The "strict context hash" is insufficient to identify module
dependencies during scanning, leading to different module build commands
being produced for a single module, and non-deterministically choosing
between them. This commit switches to hashing the canonicalized
CompilerInvocation of the module. By hashing the invocation we are
converting these from correctness issues to performance issues, and we
can then incrementally improve our ability to canonicalize
command-lines.

This change can cause a regression in the number of modules needed. Of
the 4 projects I tested, 3 had no regression, but 1, which was
clang+llvm itself, had a 66% regression in number of modules (4%
regression in total invocations). This is almost entirely due to
differences between -W options across targets. Of this, 25% of the
additional modules are system modules, which we could avoid if we
canonicalized -W options when -Wsystem-headers is not present --
unfortunately this is non-trivial due to some warnings being enabled in
system headers by default.
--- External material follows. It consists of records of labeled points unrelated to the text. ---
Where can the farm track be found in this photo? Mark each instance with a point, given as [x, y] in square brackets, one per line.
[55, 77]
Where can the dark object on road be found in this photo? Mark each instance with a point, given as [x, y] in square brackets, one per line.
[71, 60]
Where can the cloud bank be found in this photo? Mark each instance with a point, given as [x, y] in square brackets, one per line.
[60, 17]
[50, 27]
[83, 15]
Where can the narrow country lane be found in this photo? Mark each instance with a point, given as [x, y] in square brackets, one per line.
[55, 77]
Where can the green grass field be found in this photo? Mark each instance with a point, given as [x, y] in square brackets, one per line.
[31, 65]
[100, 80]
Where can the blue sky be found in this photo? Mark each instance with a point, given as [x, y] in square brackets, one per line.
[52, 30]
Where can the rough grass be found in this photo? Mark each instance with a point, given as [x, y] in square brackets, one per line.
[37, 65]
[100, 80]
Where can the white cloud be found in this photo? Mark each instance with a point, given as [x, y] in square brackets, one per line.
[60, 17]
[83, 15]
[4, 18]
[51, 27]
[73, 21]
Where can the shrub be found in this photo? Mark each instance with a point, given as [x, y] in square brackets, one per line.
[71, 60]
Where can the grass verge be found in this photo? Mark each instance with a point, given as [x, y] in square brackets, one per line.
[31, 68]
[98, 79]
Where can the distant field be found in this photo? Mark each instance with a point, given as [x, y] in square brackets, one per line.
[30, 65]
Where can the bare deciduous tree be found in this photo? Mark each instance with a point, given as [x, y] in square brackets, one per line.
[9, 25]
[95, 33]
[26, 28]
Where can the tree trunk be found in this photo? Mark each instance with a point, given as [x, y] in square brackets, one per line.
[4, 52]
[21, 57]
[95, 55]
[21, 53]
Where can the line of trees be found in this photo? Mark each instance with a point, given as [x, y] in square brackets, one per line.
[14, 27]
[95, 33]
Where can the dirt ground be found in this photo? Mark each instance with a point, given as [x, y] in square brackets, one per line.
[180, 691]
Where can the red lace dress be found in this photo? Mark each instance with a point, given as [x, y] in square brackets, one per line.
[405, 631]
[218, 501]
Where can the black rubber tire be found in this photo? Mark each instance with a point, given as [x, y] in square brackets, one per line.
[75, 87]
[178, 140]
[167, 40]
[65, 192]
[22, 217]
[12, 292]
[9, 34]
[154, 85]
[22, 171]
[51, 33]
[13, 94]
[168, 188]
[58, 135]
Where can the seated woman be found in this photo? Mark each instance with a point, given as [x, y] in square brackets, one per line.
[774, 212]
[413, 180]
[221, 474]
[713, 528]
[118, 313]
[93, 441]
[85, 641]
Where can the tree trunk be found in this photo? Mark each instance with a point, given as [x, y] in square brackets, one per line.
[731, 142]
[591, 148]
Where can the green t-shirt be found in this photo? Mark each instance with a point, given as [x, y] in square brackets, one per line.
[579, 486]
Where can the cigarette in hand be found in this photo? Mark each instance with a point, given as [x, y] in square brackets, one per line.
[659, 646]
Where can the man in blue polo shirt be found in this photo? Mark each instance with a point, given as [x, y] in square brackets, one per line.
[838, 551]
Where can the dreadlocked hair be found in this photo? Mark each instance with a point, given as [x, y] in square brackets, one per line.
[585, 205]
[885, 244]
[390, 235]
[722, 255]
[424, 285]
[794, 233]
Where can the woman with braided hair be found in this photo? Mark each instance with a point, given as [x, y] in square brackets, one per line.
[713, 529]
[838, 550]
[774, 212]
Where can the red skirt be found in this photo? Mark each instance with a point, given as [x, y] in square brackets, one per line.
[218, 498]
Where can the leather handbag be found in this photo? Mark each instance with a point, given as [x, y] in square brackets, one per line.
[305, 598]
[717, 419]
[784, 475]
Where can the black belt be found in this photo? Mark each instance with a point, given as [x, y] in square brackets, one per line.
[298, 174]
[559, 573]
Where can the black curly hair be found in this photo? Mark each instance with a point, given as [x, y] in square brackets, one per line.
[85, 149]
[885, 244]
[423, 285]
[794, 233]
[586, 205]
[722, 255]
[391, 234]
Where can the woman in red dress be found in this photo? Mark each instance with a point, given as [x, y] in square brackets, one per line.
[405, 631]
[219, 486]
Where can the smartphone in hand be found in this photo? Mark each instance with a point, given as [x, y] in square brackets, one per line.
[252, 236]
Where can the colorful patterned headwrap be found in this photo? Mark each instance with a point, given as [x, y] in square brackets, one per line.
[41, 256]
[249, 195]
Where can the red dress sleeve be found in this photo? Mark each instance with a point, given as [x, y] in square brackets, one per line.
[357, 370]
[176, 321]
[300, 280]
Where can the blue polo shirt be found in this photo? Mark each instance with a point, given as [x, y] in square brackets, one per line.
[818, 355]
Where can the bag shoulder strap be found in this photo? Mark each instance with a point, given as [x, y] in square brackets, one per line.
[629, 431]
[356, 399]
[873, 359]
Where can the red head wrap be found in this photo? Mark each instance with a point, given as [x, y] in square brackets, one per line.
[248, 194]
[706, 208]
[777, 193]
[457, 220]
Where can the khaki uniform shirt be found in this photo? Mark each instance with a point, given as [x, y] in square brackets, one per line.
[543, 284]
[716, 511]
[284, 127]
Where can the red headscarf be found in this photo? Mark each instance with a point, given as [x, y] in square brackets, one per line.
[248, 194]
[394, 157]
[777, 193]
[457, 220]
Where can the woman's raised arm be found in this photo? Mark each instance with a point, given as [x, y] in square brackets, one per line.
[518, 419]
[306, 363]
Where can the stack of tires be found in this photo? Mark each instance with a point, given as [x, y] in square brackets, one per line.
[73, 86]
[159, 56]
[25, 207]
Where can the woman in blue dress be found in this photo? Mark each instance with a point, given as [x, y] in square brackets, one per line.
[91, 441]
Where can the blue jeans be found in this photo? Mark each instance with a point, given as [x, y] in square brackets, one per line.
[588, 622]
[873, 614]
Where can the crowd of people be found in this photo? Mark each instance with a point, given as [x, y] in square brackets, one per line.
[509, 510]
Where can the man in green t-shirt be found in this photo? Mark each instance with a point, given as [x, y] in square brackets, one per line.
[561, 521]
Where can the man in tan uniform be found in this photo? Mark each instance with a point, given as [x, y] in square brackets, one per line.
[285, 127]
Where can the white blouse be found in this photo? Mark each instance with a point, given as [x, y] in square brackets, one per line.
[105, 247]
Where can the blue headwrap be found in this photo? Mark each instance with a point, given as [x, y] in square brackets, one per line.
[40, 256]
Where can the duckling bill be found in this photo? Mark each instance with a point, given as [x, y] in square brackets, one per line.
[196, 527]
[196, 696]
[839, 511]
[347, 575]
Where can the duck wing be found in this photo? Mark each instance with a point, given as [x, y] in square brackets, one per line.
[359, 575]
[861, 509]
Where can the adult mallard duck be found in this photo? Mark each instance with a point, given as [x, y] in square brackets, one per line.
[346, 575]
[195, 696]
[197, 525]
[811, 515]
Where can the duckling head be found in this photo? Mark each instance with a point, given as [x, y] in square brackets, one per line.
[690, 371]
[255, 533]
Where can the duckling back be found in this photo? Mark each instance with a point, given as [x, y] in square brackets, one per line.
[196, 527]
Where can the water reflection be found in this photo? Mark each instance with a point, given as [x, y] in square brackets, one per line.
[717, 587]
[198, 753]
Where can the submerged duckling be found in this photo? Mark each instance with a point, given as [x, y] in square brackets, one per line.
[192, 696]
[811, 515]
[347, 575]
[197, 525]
The rest of the additional modules are mostly
real differences in potential warnings, reflecting incorrect behaviour
in the current scanner.

There were also a couple of differences due to -DFOO
-fmodule-ignore-macro=FOO, which I fixed here.

Since the output paths for the module depend on its context hash, we
hash the invocation before filling in outputs, and rely on the build
system to always return the same output paths for a given module.

Note: since the scanner itself uses an implicit modules build, there can
still be non-determinism, but it will now present as different
module+hashes rather than different command-lines for the same
module+hash.

Diff Detail

Event Timeline

benlangmuir created this revision.Jul 15 2022, 10:49 AM
Herald added a project: Restricted Project. · View Herald TranscriptJul 15 2022, 10:49 AM
benlangmuir requested review of this revision.Jul 15 2022, 10:49 AM
Herald added a project: Restricted Project. · View Herald TranscriptJul 15 2022, 10:49 AM
Herald added a subscriber: cfe-commits. · View Herald Transcript

Would it make sense for this to replace the existing strict context hash implementation?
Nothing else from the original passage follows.